Une telle réserve s’inscrit volontiers dans une ligne jurisprudentielle constante, par laquelle le Conseil constitutionnel encadre certains mécanismes législatifs susceptibles de mettre en tension le principe d’impartialité avec les réalités de la pratique judiciaire (Cons. const. 19 janv. 2023, n° 2022-1031 QPC, Dalloz actualité, 1er févr. 2023, obs. H. Diaz ; D. 2023. 119
; ibid. 2024. 76, obs. T. Wickers
; RSC 2023. 576, obs. S. Detraz
; 21 mars 2019, n° 2019-778 DC, Dalloz actualité, 4 avr. 2019, obs. Y. Rouquet ; AJDA 2019. 663
; D. 2019. 910, obs. J.-J. Lemouland et D. Vigneau
; ibid. 2020. 1324, obs. E. Debaets et N. Jacquinot
; AJ fam. 2019. 172, obs. V. Avena-Robardet
; Constitutions 2019. 40, chron. P. Bachschmidt
). D’aucuns y verront néanmoins un correctif de circonstance pour renforcer une impartialité objectivement mise à l’épreuve par l’ambiguïté du positionnement du magistrat saisi du référé-liberté : celui-ci aurait tout à la fois à connaître de la question de la légalité d’une détention, sans pour autant être tenu de se prononcer sur celle-ci (ou, à tout le moins, être tenu de manifester une opinion, qu’elle soit ou non favorable à la défense).
Ce qui est simple est toujours faux. Ce qui ne l’est pas est inutilisable, Paul Valéry
Pour l’institution judiciaire, la solution est certainement « heureuse » lorsqu’il est relevé que l’article 187-2 du même code autorise la personne qui forme un référé-liberté à demander que son recours soit examiné par la chambre de l’instruction, laquelle, dans une telle configuration, doit alors examiner, en collégialité, la demande de référé-liberté sous cinq jours, puis postérieurement l’appel au fond. On mesure alors aisément les tensions organisationnelles qu’aurait pu susciter une éventuelle décision d’inconstitutionnalité.
Nous reproduirons ici le constat formulé par Christian Guéry dans son ouvrage de référence : « La procédure de référé-liberté est fort peu utilisée. On ne lit pas dans les modifications de 1996 le "nouveau souffle" que certains auteurs avaient cru y voir.

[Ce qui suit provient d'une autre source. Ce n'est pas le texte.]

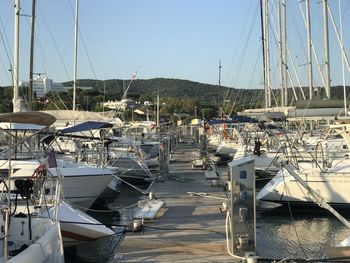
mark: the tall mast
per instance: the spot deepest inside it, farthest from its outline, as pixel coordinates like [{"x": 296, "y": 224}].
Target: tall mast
[
  {"x": 31, "y": 59},
  {"x": 219, "y": 73},
  {"x": 75, "y": 53},
  {"x": 326, "y": 48},
  {"x": 285, "y": 67},
  {"x": 309, "y": 48},
  {"x": 267, "y": 56},
  {"x": 15, "y": 70},
  {"x": 262, "y": 21},
  {"x": 342, "y": 60},
  {"x": 280, "y": 50}
]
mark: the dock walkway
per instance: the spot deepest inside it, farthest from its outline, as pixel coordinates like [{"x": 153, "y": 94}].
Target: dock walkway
[{"x": 189, "y": 228}]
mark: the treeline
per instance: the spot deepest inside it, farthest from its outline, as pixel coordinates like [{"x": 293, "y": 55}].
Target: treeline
[{"x": 178, "y": 98}]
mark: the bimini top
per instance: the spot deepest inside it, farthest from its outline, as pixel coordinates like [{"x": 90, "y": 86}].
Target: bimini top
[
  {"x": 86, "y": 126},
  {"x": 34, "y": 117}
]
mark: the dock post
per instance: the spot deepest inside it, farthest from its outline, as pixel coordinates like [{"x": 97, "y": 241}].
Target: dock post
[{"x": 242, "y": 209}]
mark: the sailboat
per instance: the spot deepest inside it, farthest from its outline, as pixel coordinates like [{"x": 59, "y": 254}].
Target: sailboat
[{"x": 28, "y": 236}]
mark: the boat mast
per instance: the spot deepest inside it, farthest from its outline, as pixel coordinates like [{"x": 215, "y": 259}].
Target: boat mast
[
  {"x": 15, "y": 70},
  {"x": 31, "y": 59},
  {"x": 342, "y": 58},
  {"x": 285, "y": 67},
  {"x": 262, "y": 21},
  {"x": 309, "y": 47},
  {"x": 267, "y": 56},
  {"x": 326, "y": 48},
  {"x": 75, "y": 53},
  {"x": 280, "y": 50},
  {"x": 219, "y": 73}
]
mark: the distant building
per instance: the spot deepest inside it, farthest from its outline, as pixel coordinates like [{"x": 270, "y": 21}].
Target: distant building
[
  {"x": 42, "y": 85},
  {"x": 120, "y": 105}
]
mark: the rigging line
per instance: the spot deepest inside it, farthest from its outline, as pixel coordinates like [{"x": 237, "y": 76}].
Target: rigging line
[
  {"x": 243, "y": 54},
  {"x": 227, "y": 95},
  {"x": 254, "y": 70},
  {"x": 38, "y": 43},
  {"x": 236, "y": 49},
  {"x": 343, "y": 15},
  {"x": 274, "y": 35},
  {"x": 4, "y": 37},
  {"x": 314, "y": 51},
  {"x": 91, "y": 40},
  {"x": 341, "y": 44},
  {"x": 53, "y": 40},
  {"x": 301, "y": 48}
]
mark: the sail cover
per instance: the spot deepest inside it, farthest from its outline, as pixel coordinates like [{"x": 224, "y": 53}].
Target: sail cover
[{"x": 86, "y": 126}]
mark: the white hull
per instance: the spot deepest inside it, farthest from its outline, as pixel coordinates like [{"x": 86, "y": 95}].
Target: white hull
[
  {"x": 333, "y": 187},
  {"x": 82, "y": 185},
  {"x": 48, "y": 248},
  {"x": 77, "y": 226}
]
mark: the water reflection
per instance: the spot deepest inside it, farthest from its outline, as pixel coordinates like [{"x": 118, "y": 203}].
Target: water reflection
[{"x": 308, "y": 235}]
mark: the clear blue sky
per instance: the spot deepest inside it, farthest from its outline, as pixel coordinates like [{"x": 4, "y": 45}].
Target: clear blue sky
[{"x": 162, "y": 38}]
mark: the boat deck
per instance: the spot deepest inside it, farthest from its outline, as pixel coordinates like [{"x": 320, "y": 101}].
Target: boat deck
[{"x": 189, "y": 228}]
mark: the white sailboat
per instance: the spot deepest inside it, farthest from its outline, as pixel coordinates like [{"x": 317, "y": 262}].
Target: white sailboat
[{"x": 27, "y": 236}]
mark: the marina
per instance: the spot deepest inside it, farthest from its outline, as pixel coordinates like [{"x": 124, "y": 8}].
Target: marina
[{"x": 102, "y": 168}]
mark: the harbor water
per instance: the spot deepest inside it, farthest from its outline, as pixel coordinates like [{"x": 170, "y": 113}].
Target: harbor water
[
  {"x": 298, "y": 234},
  {"x": 281, "y": 233}
]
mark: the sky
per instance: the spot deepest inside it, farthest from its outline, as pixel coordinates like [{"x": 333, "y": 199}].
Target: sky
[{"x": 182, "y": 39}]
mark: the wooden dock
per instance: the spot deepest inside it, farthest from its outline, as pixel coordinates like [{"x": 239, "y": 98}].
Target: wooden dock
[{"x": 189, "y": 228}]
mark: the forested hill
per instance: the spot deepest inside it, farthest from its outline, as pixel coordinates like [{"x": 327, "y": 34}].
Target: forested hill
[
  {"x": 178, "y": 95},
  {"x": 174, "y": 88}
]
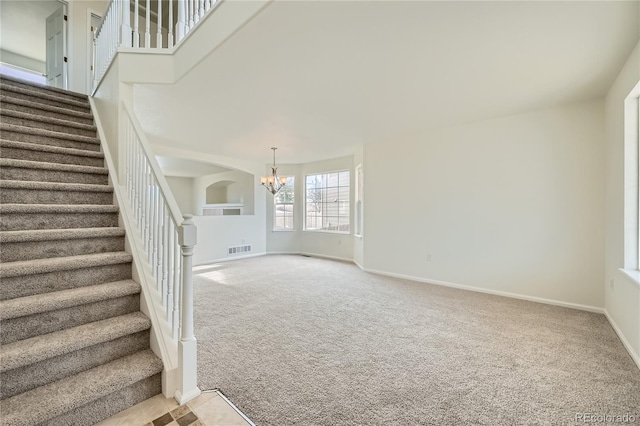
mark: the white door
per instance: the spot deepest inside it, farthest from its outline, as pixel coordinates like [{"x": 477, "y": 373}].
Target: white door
[
  {"x": 94, "y": 24},
  {"x": 56, "y": 49}
]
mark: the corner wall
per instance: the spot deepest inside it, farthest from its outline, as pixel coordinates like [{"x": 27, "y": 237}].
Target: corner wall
[
  {"x": 511, "y": 206},
  {"x": 622, "y": 293}
]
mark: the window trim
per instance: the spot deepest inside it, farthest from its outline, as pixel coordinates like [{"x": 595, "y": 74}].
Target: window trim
[{"x": 304, "y": 210}]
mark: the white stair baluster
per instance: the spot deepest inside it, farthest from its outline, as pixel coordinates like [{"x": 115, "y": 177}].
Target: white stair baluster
[
  {"x": 125, "y": 39},
  {"x": 170, "y": 29},
  {"x": 159, "y": 36},
  {"x": 170, "y": 266},
  {"x": 192, "y": 12},
  {"x": 200, "y": 10},
  {"x": 136, "y": 24},
  {"x": 176, "y": 289},
  {"x": 181, "y": 26},
  {"x": 147, "y": 28},
  {"x": 165, "y": 254}
]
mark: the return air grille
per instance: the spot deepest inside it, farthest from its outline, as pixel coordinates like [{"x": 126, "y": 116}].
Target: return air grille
[{"x": 245, "y": 248}]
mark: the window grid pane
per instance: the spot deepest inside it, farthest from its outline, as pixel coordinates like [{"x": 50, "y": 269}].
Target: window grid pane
[
  {"x": 283, "y": 206},
  {"x": 327, "y": 202}
]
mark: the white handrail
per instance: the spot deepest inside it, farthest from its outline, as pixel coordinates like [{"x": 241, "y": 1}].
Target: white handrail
[
  {"x": 168, "y": 239},
  {"x": 121, "y": 27}
]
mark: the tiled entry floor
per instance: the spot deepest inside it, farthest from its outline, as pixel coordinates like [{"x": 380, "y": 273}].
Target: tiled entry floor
[{"x": 209, "y": 409}]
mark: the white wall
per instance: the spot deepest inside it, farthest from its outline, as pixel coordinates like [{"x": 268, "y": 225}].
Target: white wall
[
  {"x": 217, "y": 233},
  {"x": 622, "y": 294},
  {"x": 182, "y": 189},
  {"x": 310, "y": 242},
  {"x": 21, "y": 61},
  {"x": 358, "y": 241},
  {"x": 510, "y": 205}
]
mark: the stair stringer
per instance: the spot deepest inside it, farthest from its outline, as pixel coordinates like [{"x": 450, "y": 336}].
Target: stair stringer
[{"x": 164, "y": 347}]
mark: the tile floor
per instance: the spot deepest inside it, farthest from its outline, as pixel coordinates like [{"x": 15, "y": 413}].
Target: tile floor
[{"x": 208, "y": 409}]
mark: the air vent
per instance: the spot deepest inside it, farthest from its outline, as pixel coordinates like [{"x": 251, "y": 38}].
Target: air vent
[{"x": 245, "y": 248}]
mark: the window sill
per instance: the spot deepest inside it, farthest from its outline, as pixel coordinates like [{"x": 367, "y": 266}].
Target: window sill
[
  {"x": 318, "y": 231},
  {"x": 633, "y": 275}
]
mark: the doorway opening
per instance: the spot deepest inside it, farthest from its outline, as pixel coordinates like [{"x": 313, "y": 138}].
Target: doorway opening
[{"x": 56, "y": 47}]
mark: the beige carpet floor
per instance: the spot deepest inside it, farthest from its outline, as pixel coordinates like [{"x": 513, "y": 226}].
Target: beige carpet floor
[{"x": 293, "y": 340}]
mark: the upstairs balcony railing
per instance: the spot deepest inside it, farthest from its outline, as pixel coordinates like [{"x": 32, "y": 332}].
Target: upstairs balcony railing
[{"x": 144, "y": 24}]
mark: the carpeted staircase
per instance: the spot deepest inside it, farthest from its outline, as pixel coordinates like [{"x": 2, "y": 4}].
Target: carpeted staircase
[{"x": 74, "y": 346}]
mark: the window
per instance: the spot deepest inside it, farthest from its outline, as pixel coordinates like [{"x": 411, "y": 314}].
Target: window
[
  {"x": 632, "y": 182},
  {"x": 327, "y": 202},
  {"x": 283, "y": 206},
  {"x": 358, "y": 200}
]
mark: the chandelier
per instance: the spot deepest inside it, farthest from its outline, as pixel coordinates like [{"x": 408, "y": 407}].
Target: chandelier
[{"x": 273, "y": 183}]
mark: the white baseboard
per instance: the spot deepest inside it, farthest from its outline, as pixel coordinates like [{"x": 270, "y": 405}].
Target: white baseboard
[
  {"x": 494, "y": 292},
  {"x": 324, "y": 256},
  {"x": 304, "y": 253},
  {"x": 228, "y": 259},
  {"x": 623, "y": 339}
]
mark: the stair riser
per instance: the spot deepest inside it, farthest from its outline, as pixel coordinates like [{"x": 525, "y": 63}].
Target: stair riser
[
  {"x": 28, "y": 285},
  {"x": 19, "y": 251},
  {"x": 46, "y": 90},
  {"x": 49, "y": 141},
  {"x": 43, "y": 175},
  {"x": 111, "y": 404},
  {"x": 34, "y": 325},
  {"x": 54, "y": 114},
  {"x": 37, "y": 196},
  {"x": 29, "y": 377},
  {"x": 20, "y": 222},
  {"x": 57, "y": 103},
  {"x": 50, "y": 157},
  {"x": 48, "y": 126}
]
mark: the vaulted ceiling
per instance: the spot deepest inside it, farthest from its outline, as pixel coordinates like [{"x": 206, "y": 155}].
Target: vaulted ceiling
[{"x": 317, "y": 78}]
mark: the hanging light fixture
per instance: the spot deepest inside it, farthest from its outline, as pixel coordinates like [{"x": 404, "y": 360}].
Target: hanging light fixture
[{"x": 273, "y": 183}]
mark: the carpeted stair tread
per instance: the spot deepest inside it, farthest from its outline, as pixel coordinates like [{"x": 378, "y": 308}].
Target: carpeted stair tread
[
  {"x": 46, "y": 402},
  {"x": 46, "y": 119},
  {"x": 49, "y": 134},
  {"x": 9, "y": 89},
  {"x": 30, "y": 305},
  {"x": 35, "y": 349},
  {"x": 58, "y": 234},
  {"x": 7, "y": 79},
  {"x": 44, "y": 266},
  {"x": 54, "y": 186},
  {"x": 50, "y": 148},
  {"x": 57, "y": 208},
  {"x": 43, "y": 165},
  {"x": 7, "y": 102}
]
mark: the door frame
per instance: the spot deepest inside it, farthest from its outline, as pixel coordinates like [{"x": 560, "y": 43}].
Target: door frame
[
  {"x": 65, "y": 48},
  {"x": 90, "y": 12}
]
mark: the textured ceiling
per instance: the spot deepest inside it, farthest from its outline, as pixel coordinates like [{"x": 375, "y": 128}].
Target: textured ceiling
[{"x": 318, "y": 78}]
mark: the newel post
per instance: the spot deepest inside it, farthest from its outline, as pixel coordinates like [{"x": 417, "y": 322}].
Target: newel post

La création du juge des libertés et de la détention aurait pu justifier son abrogation ; on voit mal, après l’appréciation du juge d’instruction et du JLD, à quoi peut correspondre l’avis d’un troisième juge unique. Est-ce cela qui a conduit le législateur à prévoir une saisine collégiale ? Sans s’apercevoir que la chambre statuerait deux fois sur le même objet… » (P. Chambon et C. Guéry, Droit et pratique de l’instruction préparatoire, Dalloz Action, n° 752.27).
En dernière analyse, les praticiens de la défense resteront probablement quelque peu sceptiques face à un recours dont l’effectivité pourrait se révéler douteuse. Ils engageront donc un « référé » sur lequel le juge ne serait en réalité pas tenu de trancher. Partant, ils lui demanderont une mise en liberté sans que celui-ci n’ait forcément à se forger une première conviction, peu important que le texte l’invite à « statuer » au vu « des éléments du dossier de la procédure ». Ils développeront des observations écrites ou orales qui ne recevront aucune réponse circonstanciée. Ils se persuaderont qu’un magistrat pourra (seul, sur la base d’une décision non motivée échappant à tout recours, hors la présence du détenu, et en lieu et place de la juridiction collégiale d’appel) désavouer des pairs qui, eux, ont eu à argumenter leur position. Le cas échéant, ils pourront demander une collégialité qui impliquerait potentiellement que la même juridiction (ou presque) ait à trancher (ou presque) la même question (ou presque) à quelques jours d’intervalle. En cas d’échec, ils pourront retrouver ce(s) même(s) magistrat(s) devant la chambre de l’instruction : par-delà les apparences, ils auront à cœur de le(s) convaincre plus qu’ils ne l’avaient fait quelques jours plus tôt à peine. Et, en poussant le raisonnement à son terme, ils devront en réalité s’accommoder d’un juge judiciaire, gardien de la liberté individuelle s’il en est, qui ne serait pas immédiatement tenu de faire cesser une détention, fût-il même enclin à la considérer mal-fondée.